Ma per la nostra senescente società, la vecchiaia è uno specchio intollerabile nel quale guardarsi. E allora dobbiamo affidarci agli artisti, perché della vecchiaia sappiano dirci almeno uno scampolo di verità.
Il ritorno di Casanova è il nuovo film di Gabriele Salvatores.
Il film di cui parliamo in una intervista in profondità con l'amatissimo regista della trilogia dell'amicizia (Marrakech Express, Turné e Mediterraneo, grazie al quale Salvatores ha vinto l'Oscar per il Miglior film in lingua straniera nel 1992) è un pezzo di grande bravura registica e attoriale.
La storia narrata nel film, grossomodo, è la seguente:
Leo Bernardi è un regista affermato che sta attraversando una profonda crisi personale.
Bernardi sta lavorando al film che di lì a poco verrà presentato al Festival di Venezia: un film ispirato al Casanova di Arthur Schnitzler, personaggio rispetto al quale il regista prova una forte immedesimazione.
Quello messo su carta da Schnitzler è però un Casanova sulla china discendente, un seduttore e avventuriero che fa i conti con un fatale declino: il suo fascino proverbiale svanisce, è in bancarotta e ha perso la voglia di avventura. Giacomo Casanova, che della giovinezza propria e di quella altrui si è sempre nutrito, a cinquantaquattro anni decide che è ora di tornare a casa, in quella Venezia che - spera - lo accoglierà per permettergli di passare la sua age d'or in modo tranquillo.

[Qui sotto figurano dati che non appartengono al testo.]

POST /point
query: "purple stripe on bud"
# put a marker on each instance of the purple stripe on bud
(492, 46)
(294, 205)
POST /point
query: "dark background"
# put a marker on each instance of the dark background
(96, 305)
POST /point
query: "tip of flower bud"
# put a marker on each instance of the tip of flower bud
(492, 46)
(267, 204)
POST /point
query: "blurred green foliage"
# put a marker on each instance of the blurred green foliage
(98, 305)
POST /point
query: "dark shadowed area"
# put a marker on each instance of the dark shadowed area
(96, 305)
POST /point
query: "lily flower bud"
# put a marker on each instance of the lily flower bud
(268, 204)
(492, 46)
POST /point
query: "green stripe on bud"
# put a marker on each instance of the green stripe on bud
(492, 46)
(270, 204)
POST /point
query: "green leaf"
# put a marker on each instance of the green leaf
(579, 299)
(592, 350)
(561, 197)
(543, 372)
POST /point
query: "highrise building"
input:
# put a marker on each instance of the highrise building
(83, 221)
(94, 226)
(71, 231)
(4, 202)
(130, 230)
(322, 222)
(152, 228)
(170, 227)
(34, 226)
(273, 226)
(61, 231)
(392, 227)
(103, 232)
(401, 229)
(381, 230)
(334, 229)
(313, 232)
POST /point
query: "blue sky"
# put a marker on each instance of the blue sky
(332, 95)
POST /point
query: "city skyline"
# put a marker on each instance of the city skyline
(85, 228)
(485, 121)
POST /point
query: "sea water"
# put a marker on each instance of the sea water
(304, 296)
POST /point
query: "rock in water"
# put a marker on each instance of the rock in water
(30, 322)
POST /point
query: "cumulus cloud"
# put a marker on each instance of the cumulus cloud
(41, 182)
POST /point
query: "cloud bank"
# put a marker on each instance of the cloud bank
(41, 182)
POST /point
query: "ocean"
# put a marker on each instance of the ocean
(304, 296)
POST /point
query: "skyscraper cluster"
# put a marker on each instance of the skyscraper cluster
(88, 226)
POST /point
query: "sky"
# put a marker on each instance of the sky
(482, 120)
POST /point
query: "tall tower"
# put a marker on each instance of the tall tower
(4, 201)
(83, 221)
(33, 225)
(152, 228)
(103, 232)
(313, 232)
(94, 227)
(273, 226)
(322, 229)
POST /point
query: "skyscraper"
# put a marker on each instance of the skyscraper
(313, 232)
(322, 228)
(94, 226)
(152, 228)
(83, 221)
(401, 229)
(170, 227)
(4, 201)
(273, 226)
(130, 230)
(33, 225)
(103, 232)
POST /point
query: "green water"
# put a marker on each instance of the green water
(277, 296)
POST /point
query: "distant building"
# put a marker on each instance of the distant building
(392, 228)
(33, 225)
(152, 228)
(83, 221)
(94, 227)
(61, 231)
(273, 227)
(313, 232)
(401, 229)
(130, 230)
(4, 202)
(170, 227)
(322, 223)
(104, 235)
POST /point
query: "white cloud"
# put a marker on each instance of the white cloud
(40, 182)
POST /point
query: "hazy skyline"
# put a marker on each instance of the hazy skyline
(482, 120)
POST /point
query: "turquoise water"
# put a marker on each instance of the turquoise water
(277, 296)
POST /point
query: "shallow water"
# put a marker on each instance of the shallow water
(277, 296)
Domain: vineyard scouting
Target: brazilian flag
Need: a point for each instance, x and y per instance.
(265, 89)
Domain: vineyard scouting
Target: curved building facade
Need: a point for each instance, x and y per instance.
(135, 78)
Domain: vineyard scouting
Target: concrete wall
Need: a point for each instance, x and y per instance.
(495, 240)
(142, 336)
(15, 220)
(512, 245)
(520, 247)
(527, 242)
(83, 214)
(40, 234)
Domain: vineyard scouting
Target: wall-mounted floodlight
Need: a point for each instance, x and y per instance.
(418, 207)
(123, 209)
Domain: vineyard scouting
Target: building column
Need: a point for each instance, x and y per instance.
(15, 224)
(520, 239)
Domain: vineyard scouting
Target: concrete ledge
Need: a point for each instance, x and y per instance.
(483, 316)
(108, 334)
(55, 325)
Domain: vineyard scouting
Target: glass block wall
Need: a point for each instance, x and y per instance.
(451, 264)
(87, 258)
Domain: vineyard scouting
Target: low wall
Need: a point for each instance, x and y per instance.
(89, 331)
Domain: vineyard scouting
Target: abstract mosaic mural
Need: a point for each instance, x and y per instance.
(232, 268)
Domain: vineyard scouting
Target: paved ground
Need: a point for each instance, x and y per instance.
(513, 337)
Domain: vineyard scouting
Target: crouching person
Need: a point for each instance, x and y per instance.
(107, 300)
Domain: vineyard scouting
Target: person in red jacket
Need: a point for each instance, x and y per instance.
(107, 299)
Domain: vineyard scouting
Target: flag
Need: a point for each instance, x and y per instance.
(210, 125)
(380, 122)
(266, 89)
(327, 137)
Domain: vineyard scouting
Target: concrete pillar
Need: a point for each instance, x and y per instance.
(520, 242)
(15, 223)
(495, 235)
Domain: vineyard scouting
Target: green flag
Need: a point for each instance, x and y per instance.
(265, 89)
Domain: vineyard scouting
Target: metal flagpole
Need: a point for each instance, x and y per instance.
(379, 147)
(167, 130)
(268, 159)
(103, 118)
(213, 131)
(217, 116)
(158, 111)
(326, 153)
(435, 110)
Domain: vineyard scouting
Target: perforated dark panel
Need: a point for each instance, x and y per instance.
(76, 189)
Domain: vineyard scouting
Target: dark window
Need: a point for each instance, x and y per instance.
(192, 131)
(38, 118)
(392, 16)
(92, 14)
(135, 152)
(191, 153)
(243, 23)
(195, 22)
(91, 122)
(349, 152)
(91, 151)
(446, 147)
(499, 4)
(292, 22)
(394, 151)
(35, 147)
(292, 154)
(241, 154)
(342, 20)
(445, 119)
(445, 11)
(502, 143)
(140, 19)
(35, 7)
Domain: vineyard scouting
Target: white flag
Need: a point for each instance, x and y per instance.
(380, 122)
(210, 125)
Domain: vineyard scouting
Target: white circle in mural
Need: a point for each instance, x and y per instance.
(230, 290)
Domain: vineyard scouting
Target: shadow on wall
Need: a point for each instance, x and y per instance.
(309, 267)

Nel suo viaggio verso casa, il seduttore inciampa in una ragazza, Marcolina, che con la sua vitalità riaccenderà in lui una bramosia di conquista sopita da anni. Ma il suo desiderio feroce e le strategie attuate per concupire Mariolina, lo faranno capitolare di fronte alla più amara fra le verità: Casanova è diventato vecchio.
Ecco perché Leo Bernardi ha deciso di raccontare questa storia proprio ora, in un momento della sua vita nel quale la fine della storia vissuta con Silvia, giovane contadina, lo mette di fronte allo sfumare di quella che percepisce essere forse l'ultima occasione d'amore.
Le inquietudini e i dubbi nutriti dai due, insomma, attingono alla stessa radice, e rimandano nel loro sovrapporsi a un altro titolo schnitzleriano, Doppio sogno.
Il cinema restituisce sullo schermo il sogno di Bernardi in bianco e nero, con un nitore fotografico reso ancor più efficace dal colore che, per contrasto, tinge l'avventura di Casanova.
Ma non è uno stratagemma retorico, quanto un binario parallelo che Salvatores percorre per poter rendere giustizia alla sua verità sul modo in cui vita e arte si danno la mano, a volte sfumando l'una nell'altra.
Il ritorno di Casanova è un raffinato gioco di scatole cinesi che ci permette di decidere quale scatola aprire per ultima, così da scegliere in quale verità rispecchiarci.
In filigrana, risuonano domande che sono amplificate dal doppio registro sul quale viaggia il film: siamo condannati a continuare a recitare il personaggio che ci siamo costruiti attorno e nel quale siamo confinati come in una corazza? Oppure esiste la possibilità di far entrare la vita in noi attraverso finestre che abbiamo sempre tenute chiuse?
Mentre Bernardi e i suoi stanno sotto i fuochi d'artificio che rischiarano la notte veneziana, in attesa di un premio che - lo capiamo chiaramente, a questo punto - non è solo una statuina, guardiamo i riflessi di quello spettacolo pirotecnico sulle seriche, scure acque della laguna. E ci vien da pensare che in fondo vita e arte sono due facce della stessa medaglia, come vecchiaia e giovinezza.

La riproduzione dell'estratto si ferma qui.